9 ottobre 2012: l’attentato a Malala
Un
proiettile ha colpito l’occhio sinistro e l’altro il collo e la spalla.
Inizialmente ricoverata in un ospedale militare vicino Islamabad, dove
fu operata di urgenza, una settimana dopo viene trasferita nel Regno
Unito per essere sottoposta a delicati e diversi interventi e cure
riabilitative. Gradualmente, riesce a riacquistare la vista e la voce.
Il 3 gennaio 2013, Malala viene dimessa dal Queen Elizabeth Hospital di
Birmingham ma il 2 febbraio viene sottoposta ad un intervento ulteriore
per la ricostruzione del cranio e il ripristino dell’udito. Questa
ragazza ha dovuto attraversare una situazione psicologica e medica
difficilissima e oggi vuole comunque rimanere in prima linea, non ha
voluto arrendersi, non vuole lasciare sola la gente spaventata dal
terrorismo in Pakistan e in tutto il mondo. Lei ha deciso di continuare
ad esporsi pubblicamente e non ha affatto dimenticato chi continua a
lottare per i propri diritti.
Con il suo libro, le interviste, il suo impegno difende il diritto all’istruzione, desidera dare forza e voce alle popolazione femminile oppressa. “ I am Malala” è un racconto appassionato, che vuole dare speranza a molte ragazze nel mondo, parla della sua guarigione quasi miracolosa ed è un insegnamento per tutti, soprattutto per coloro che, essendo nati in un paese libero, forse non comprendono a pieno l’importanza di un’istruzione libera da ogni coercizione di stampo religioso e/o politico.
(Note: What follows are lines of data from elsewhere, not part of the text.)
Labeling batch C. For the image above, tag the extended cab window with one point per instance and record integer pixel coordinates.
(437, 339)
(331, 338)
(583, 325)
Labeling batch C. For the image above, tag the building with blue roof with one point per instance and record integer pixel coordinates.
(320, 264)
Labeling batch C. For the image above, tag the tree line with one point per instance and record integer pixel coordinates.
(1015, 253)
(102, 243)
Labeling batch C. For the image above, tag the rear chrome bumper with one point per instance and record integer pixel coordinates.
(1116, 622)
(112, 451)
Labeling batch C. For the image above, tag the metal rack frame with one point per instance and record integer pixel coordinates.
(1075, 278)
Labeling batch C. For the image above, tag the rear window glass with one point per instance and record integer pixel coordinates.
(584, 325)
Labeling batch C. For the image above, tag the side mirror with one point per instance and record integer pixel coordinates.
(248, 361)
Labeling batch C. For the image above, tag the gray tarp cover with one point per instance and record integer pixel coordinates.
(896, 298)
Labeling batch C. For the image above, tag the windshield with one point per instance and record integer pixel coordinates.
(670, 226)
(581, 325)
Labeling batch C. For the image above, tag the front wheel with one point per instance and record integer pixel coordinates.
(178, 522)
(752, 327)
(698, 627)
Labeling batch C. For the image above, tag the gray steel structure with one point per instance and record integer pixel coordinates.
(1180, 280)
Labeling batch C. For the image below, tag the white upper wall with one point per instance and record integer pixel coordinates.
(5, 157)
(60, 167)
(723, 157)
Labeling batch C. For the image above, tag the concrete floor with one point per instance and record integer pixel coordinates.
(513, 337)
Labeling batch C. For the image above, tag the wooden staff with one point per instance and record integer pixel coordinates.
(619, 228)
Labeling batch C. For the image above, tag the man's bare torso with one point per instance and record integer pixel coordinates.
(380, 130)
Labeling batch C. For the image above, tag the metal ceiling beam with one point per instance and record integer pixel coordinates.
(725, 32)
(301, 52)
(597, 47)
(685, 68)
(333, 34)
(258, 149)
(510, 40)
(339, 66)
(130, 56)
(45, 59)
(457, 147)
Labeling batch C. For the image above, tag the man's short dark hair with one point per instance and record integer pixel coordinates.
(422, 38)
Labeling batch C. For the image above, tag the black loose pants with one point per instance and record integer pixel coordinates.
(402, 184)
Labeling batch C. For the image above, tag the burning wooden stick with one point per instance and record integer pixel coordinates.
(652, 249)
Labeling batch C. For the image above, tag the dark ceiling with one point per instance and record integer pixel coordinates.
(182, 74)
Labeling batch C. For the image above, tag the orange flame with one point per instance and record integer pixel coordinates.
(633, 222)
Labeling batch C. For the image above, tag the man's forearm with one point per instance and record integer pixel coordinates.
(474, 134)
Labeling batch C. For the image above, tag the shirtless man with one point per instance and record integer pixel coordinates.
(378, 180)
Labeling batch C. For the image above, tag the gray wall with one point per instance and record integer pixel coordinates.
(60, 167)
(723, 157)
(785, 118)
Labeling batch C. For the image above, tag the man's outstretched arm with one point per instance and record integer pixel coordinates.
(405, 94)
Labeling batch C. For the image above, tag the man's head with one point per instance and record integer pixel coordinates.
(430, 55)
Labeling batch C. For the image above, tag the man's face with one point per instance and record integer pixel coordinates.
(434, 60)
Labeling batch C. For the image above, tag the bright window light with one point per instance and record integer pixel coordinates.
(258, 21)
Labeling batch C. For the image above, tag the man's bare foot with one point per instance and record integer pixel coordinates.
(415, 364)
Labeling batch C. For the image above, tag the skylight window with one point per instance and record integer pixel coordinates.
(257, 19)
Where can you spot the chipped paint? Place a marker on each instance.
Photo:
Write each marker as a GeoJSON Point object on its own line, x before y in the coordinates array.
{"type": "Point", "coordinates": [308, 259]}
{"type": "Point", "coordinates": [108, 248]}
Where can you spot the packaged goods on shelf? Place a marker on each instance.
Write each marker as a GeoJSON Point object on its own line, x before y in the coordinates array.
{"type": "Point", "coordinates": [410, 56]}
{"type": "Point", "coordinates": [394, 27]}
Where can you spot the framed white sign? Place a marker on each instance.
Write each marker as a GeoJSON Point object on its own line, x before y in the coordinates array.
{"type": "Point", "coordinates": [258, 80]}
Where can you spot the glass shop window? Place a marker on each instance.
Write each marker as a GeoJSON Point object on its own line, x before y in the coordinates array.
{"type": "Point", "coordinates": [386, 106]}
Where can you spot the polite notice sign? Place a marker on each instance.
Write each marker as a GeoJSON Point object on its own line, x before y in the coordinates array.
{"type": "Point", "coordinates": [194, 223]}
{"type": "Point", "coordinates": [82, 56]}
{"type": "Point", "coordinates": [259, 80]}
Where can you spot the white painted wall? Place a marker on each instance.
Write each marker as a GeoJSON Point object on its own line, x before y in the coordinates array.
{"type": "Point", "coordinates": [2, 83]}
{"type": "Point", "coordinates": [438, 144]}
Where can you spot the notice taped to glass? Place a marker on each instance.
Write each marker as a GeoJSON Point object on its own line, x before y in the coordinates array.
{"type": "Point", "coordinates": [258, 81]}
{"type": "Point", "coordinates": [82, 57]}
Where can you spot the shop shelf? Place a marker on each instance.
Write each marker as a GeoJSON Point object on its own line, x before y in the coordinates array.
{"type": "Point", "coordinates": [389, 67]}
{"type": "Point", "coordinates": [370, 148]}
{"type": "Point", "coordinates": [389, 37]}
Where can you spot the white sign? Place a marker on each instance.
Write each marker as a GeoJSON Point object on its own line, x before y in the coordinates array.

La battaglia di Malala per l’educazione delle
bambine è iniziata quando aveva 11 anni, in un momento in cui i talebani
agivano e si muovevano apertamente nella valle.
Secondo
Ahmed Shah, amico di famiglia ed educatore, a sua volta minacciato di
morte per le sue attività a favore dell’istruzione delle bambine, il
fatto che gli aggressori della ragazza siano ancora liberi non aiuta.
Non saranno mai presi probabilmente, sottolinea, perché raramente la
polizia indaga su un incidente se i talebani lo rivendicano. E se
indaga, di solito la paura spinge i giudici a rilasciare gli imputati.
Alle
accuse o calunnie Malala risponde con spirito forte, coraggioso e
combattivo. Lo scorso 11 ottobre ha dichiarato che in futuro le
piacerebbe diventare primo ministro del suo Paese. Lo ha detto nel corso
di un’intervista alla Cnn. La 16enne ha specificato che inizialmente
avrebbe voluto dedicarsi alla medicina, ma col tempo ha capito che
potrebbe aiutare un numero maggiore di persone, diventando premier del
Pakistan. E a proposito del premio Nobel per la pace per la quale molti
la davano come candidata favorita, ma che poi è
andato all’Organizzazione per la proibizione delle armi chimiche, Malala
ha detto che “ha ancora molto da fare prima di meritarsi il Nobel”.
Il divieto della sua autobiografia non fa che confermare la paura per
le conseguenze che potrebbe scaturire dal messaggio universale di Malala
di pace e tolleranza tra Occidente e Oriente nelle nuove generazioni.
Del resto è stata proprio Malala a ricordare nel suo discorso all’Onu
che
Un bambino, un insegnante, un libro e una penna possono cambiare il mondo. L’istruzione è la sola soluzione.